I guess... are you saying the big question for them isn't so much the big long contracts, it's finding those next decade players to transition in? This is true- it's much hard to sign young talent as a free agent, because they won't be FA eligible until they've been around a while, and can command a high salary. Still, the Yankees are simply not going to give their fans 2-3 years of "rebuilding". They can afford to weather the pricy long-term contracts and patchwork in decidedly short-term contracts of known veterans (such as Youk and likely Ichiro) until their future 1.0+ WAR players and spattering of All-Stars come up through the farm system at each position. I want them to fail of course, since I'm a Boston fan, but that kind of wealth gives you a lot of options; you can make a quiet mandate to stop pursuing the big money free agents, but still allow yourself the indulgence of a an expensive but safely short-term filler. I don't expect the Yankees to go anywhere in the AL East, and still be a 90+ win team or better every year.

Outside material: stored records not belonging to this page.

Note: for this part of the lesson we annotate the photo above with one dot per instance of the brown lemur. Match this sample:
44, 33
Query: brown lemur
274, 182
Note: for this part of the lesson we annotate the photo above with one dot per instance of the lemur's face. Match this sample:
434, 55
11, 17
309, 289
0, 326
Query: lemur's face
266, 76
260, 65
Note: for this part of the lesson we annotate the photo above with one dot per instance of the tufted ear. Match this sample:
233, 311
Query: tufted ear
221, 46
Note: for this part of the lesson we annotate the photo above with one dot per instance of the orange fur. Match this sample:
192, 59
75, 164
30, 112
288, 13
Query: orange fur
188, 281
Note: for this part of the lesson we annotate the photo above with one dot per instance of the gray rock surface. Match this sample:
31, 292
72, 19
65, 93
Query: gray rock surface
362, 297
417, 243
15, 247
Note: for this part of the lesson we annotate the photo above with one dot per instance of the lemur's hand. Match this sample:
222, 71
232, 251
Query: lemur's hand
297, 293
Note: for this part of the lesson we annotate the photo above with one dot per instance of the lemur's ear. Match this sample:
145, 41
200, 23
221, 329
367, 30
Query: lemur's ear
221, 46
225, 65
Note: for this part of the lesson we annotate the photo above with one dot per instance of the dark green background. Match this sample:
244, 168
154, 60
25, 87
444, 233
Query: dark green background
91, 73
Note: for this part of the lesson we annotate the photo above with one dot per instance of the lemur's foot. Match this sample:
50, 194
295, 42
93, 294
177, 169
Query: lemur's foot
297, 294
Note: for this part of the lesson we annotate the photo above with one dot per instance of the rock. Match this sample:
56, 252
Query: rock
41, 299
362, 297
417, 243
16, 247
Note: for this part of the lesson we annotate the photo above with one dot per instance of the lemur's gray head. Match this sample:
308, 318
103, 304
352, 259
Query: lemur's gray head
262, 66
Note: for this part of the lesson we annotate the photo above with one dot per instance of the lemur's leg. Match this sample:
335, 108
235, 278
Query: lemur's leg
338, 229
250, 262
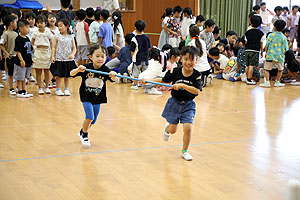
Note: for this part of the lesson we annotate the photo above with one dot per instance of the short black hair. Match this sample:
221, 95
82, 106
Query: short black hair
40, 18
209, 23
97, 14
214, 51
262, 4
111, 50
128, 38
95, 47
22, 23
216, 30
80, 14
65, 3
256, 21
140, 25
90, 12
277, 8
181, 45
30, 15
285, 8
8, 19
200, 18
177, 9
279, 25
105, 14
193, 51
231, 33
286, 30
166, 47
174, 52
256, 7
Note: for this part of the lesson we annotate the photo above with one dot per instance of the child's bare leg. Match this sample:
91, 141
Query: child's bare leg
171, 128
39, 77
279, 74
267, 75
86, 125
58, 82
47, 77
250, 72
187, 130
67, 80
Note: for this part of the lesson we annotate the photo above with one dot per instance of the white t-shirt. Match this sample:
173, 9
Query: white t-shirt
31, 30
94, 30
202, 62
81, 28
223, 60
120, 32
42, 39
111, 5
153, 70
186, 22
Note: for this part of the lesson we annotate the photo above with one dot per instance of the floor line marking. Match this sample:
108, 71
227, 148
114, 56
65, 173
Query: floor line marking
125, 150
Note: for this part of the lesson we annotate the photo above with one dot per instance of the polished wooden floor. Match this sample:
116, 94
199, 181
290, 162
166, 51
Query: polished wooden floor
245, 145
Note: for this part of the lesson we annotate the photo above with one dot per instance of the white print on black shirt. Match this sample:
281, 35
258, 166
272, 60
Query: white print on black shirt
93, 84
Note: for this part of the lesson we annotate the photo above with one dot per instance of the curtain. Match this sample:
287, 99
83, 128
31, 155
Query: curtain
228, 14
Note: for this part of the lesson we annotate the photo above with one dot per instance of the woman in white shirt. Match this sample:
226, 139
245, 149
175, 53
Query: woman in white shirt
202, 64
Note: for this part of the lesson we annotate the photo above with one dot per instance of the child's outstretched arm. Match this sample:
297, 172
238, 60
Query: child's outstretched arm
81, 68
188, 88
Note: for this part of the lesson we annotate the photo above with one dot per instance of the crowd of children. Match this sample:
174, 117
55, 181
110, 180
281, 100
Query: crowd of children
190, 54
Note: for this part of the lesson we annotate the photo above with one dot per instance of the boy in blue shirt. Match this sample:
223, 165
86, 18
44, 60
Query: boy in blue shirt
105, 30
140, 46
276, 47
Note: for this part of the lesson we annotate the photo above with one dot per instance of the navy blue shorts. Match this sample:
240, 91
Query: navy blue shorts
91, 111
179, 111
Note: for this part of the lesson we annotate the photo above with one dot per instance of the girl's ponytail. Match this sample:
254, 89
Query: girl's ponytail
195, 32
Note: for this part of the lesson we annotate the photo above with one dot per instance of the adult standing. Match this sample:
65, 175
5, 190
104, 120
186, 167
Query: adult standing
265, 15
110, 5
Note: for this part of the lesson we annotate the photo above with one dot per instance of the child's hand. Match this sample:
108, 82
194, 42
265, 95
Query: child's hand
177, 86
81, 68
71, 57
143, 81
112, 74
23, 63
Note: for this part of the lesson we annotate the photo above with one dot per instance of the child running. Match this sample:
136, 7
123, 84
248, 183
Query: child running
63, 52
181, 107
93, 89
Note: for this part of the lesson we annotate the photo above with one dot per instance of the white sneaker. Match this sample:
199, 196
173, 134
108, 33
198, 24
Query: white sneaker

posted by hincandenza at 04:35 AM on December 13

Incidentally I've mentioned WAR a lot in the above comments, even though I have plenty of reservations about it; for example, why is Ichiro listed as a net negative defender for several years now?

I know he's lost a step since his younger years, and it seems like the fire went out of him for those last few years in Seattle when they were playing for nothing... but I find it completely implausible to suppose that he went from the cavernous SafeCo, where he was still apparently 0.9 WAR defensively in 95 games, to the much smaller RF of Yankee Stadium and managed to be -1.1 WAR defensively in just over a third of a season. It's why I continue to have reservations about how accurate WAR is (not just how precise).

posted by hincandenza at 04:47 AM on December 13

The defensive component for WAR hasn't really been established properly in my mind. Fangraphs and Baseball-Reference use two different calculations, so that's why their total values for players are different.

If you look at the 2012 Fangraphs WAR leaders, and compare it to the 2012 BBRef WAR leaders, you'll notice that the numbers rarely match up.

Especially in small sample sizes (half-seasons), I tend to take the defensive values with a boulder of salt.

posted by grum@work at 08:21 AM on December 13

Not me, bill. My contribution wasn't enough to get us over the $500 mark, though I'm glad we made it.

posted by 86 at 10:21 AM on December 13

Youk is a great defender

I think you're overestimating his defensive ability. He was never great at 3rd, and I wouldn't be surprised if he's average or a little below at this point in his career.

posted by justgary at 01:45 PM on December 13

He was decent at third before the injuries and he's a good defender at first. But yeah, "great" isn't how I would have described his play at third: it always looked like a triumph of effort over ability. Which is not to run him down: I loved him as a Red Sox player at both corner positions and I wish he was still a productive player in Boston. Boggs and Youk. I wonder if the Yankees ever kicked the tires on Scott Cooper. Shea Hillenbrand?

posted by yerfatma at 03:19 PM on December 13

hincandenza is correct about the Yankees needing half a season out of Youkilis, and judging by the past few seasons, that's about all he will be able to give them. He has been pretty well beaten up, mostly by his hard-nosed style of play, and his body shows the result. I've always been a bit of a Youk fan, and despite my Boston roots, I hope he succeeds in NY.

His appearances in pinstripes at Fenway should be interesting. Will the fans boo or cheer. Of course, if they boo, who will be able to tell?

The bit about not being able to tell the boo from the Yooooouuuuk is not original. I read or heard it somewhere.